For each order, compute the average order value of the customer across all their orders.

  • Use AVG() as a window function
  • Preserve one row per order

Expected concepts:

  • AVG() OVER (PARTITION BY customer_id)
  • Row-level enrichment with group context

Task 2: Statistical Window Functions

For each customer, determine the percent rank of each order based on order revenue.

Steps:

  1. Compute order revenue as
    \[\text{order\_revenue} = \sum (\text{quantity} \times \text{price})\]
  2. Apply PERCENT_RANK() within each customer

Expected concepts:

  • Distribution within partitions
  • Relative positioning of rows

Task 3: Value-from-Another-Row Functions

For each customer, compute the difference between the current order and the previous order in time.
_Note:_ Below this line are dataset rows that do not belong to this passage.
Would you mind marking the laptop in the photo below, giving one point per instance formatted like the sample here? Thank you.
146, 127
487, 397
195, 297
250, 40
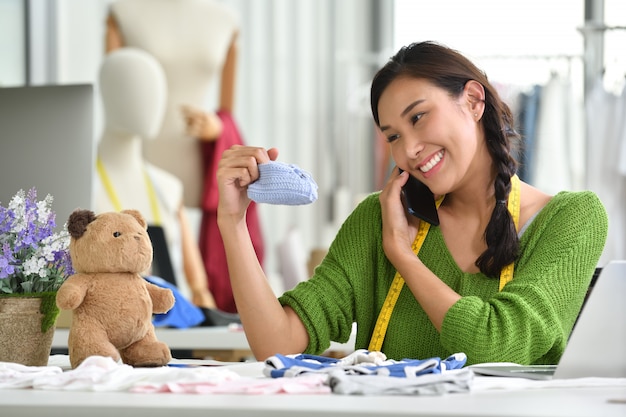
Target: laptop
597, 345
47, 142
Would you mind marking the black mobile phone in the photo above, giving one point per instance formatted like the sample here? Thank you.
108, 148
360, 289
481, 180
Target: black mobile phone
420, 201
  • Orders must be compared chronologically
  • The first order per customer should return NULL for the difference

Expected concepts:

  • LAG()
  • Time-aware ordering
  • Change detection

Task 4: Ranking Functions

Within each city, rank customers by their total lifetime spend.

Requirements:

  • Customers with the same spend must receive the same rank
  • No gaps should appear in ranking

Expected concepts:

  • DENSE_RANK()
  • Partitioning by geography
  • Ranking based on aggregated metrics

Task 5: String Aggregation Window Functions

For each customer, construct a chronological history of product categories they have purchased.

Requirements:

  • Categories must be ordered by order date
  • The full history must appear on every row for that customer

Expected concepts:

  • STRING_AGG() with window framing
  • Ordered categorical sequencing
  • Behavioral traceability

Task 6: Channel Behavior Pattern (Advanced)

Create a result showing:

  • A channel usage pattern (e.g. online, store)
  • The number of customers exhibiting that pattern

Rules:

  • Do not sort channels alphabetically
  • Let the order emerge naturally from purchase behavior
  • Customers using only one channel must appear as well

Expected concepts:

  • String aggregation
  • Grouping by derived behavioral signatures
  • Sensitivity to ordering

Submission Guidelines

  • Write one query per task
  • Each query must be executable independently
  • Focus on correctness, not formatting
  • Prefer clarity over cleverness

This assignment evaluates your ability to reason across rows, not just aggregate them.